At 17, Capdouze made his debut with the senior team, playing alongside Jean-Claude Lasserre. His performances even pushed the French international Pierre Albaladejo to the full-back position. However, an injury sustained during a closed-side play in the Challenge Yves Du-Manoir against CA Périgueux sidelined him. Upon recovery, Capdouze briefly joined S.A. Saint-Sever, and winning the military championship with the Nansouty barracks in Bordeaux. His talent attracted attention, with six clubs—including CA Bègles, Aviron Bayonnais, FC Auch, Stade Toulousain, and US Romans Péage—vying for his signature. Ultimately, he chose Section Paloise.

==== Success with Section Paloise ====
At Section Paloise, under the guidance of President Albert Cazenave, Capdouze secured a stable position, taking up employment at the Pau Hospital under the supervision of Mr. Vésir, father of Dominique Vésir.

The year 1964 marked the pinnacle of his rugby union career. In the French Championship final, Capdouze scored 11 points in a 14–0 victory over Béziers, securing the third Bouclier de Brennus in the history of la Section. His performance earned him a spot in the France national rugby union team, coached by Jean Prat, for the 1964 tour of South Africa. During this period, Capdouze transitioned to playing as a centre, with Pierre Albaladejo, at the peak of his career, retaining the fly-half berth.

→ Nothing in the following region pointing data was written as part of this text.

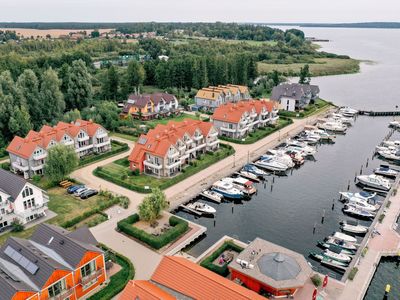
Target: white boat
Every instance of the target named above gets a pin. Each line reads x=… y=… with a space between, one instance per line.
x=340 y=243
x=354 y=211
x=348 y=112
x=281 y=158
x=271 y=165
x=374 y=181
x=337 y=256
x=366 y=196
x=333 y=126
x=345 y=237
x=227 y=190
x=202 y=207
x=212 y=195
x=254 y=170
x=361 y=204
x=386 y=171
x=353 y=227
x=242 y=184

Sports analysts predicted a bright future in the French national team for Capdouze. However, after earning six caps, he made a surprising switch to rugby league following a disagreement with his Section Paloise captain, François Moncla.

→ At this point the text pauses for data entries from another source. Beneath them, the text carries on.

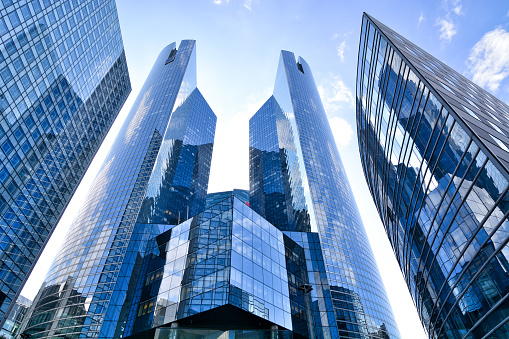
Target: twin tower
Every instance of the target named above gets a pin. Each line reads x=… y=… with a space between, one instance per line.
x=148 y=257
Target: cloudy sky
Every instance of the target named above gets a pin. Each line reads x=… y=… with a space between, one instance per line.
x=238 y=46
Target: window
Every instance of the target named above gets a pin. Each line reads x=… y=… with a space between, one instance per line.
x=3 y=27
x=6 y=74
x=14 y=18
x=25 y=11
x=299 y=66
x=171 y=57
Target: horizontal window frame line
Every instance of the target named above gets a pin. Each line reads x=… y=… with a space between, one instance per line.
x=426 y=281
x=502 y=169
x=495 y=328
x=477 y=275
x=493 y=309
x=481 y=225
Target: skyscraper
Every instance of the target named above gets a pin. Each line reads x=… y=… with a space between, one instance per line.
x=63 y=80
x=434 y=149
x=155 y=175
x=297 y=182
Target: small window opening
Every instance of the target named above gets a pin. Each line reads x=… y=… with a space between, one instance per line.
x=299 y=66
x=171 y=57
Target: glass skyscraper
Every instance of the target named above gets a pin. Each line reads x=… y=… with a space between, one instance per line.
x=298 y=183
x=63 y=80
x=155 y=175
x=435 y=152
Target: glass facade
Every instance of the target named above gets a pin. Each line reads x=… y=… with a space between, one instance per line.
x=63 y=80
x=434 y=149
x=14 y=319
x=214 y=198
x=229 y=268
x=156 y=173
x=209 y=269
x=297 y=182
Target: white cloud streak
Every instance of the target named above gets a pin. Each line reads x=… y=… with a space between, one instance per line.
x=488 y=62
x=336 y=95
x=447 y=29
x=341 y=50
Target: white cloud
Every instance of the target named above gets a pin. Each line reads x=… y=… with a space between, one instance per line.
x=458 y=9
x=421 y=18
x=335 y=95
x=248 y=4
x=341 y=50
x=488 y=62
x=447 y=29
x=341 y=130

==== Controversy and legacy ====
Moncla later described Capdouze:"Jean Capdouze, with whom I shared many experiences, was an excellent player but lacked discipline in life. He was a womanizer and struggled with honesty. Ironically, when he needed to lie, he told the truth and ended up in jail. He was released after two or three weeks. At the time, I was coaching the juniors at Section Paloise and clashed with the management when they wanted him back on the field. I stepped down from coaching for over a year."Despite these challenges, Capdouze's contributions were celebrated. In 2020, he was included in the "Legendary XV" of Section Paloise by the club's veterans’ association.

==== Legendary XV of Section Paloise (1928–1998) ====

1. Marc Etcheverry
2. André Abadie
3. Robert Paparemborde
4. Jean-Pierre Saux
5. Sylvain Bourbon
6. François Moncla (C)
7. Laurent Cabannes
8. Francis Rongiéras
9. Frédéric Torossian
10. Nano Capdouze
11. Michel Bruel
12. Jean Piqué
13. Jean-Claude Castagnet
14. Philippe Bernat-Salles
15. Nicolas Brusque

=== Rugby League ===
After six caps with the national rugby union team, Capdouze switched to rugby league, joining XIII Catalan. He quickly became known for his versatile playing style and strong temperament.

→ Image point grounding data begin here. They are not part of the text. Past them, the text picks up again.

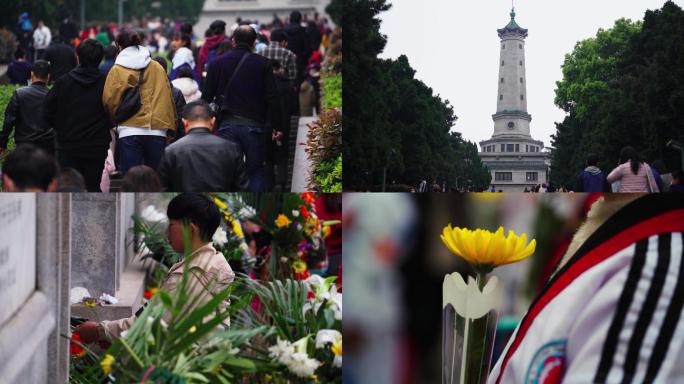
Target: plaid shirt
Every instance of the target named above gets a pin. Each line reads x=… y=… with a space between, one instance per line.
x=286 y=58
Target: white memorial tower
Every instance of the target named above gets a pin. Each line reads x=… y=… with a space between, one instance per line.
x=515 y=159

==== 1968 Rugby League World Cup ====
Capdouze was selected as the stand-off half for France in the 1968 Rugby League World Cup, co-hosted by Australia and New Zealand. In the opening match against New Zealand on 25 May 1968 at Carlaw Park, he scored a try and contributed significantly to France's 15–10 victory. In the subsequent match against Great Britain, played in rainy conditions, France secured a 7–2 win, with Capdouze's tactical kicking playing a crucial role. These victories led France to the final against Australia on 10 June 1968 at the Sydney Cricket Ground. Despite a valiant effort, France was defeated 20–2, with Capdouze sustaining a hematoma to the hip during the match.

==== Later career ====
After his tenure with XIII Catalan, Capdouze played for AS Saint-Estève and later for Pau XIII.

== Legacy ==
He died on 12 June 1999 in Lasseubetat, France. In 2020, he was posthumously honored by being selected in the "XV de légende" of Section Paloise by the Amicale des anciens de la Section.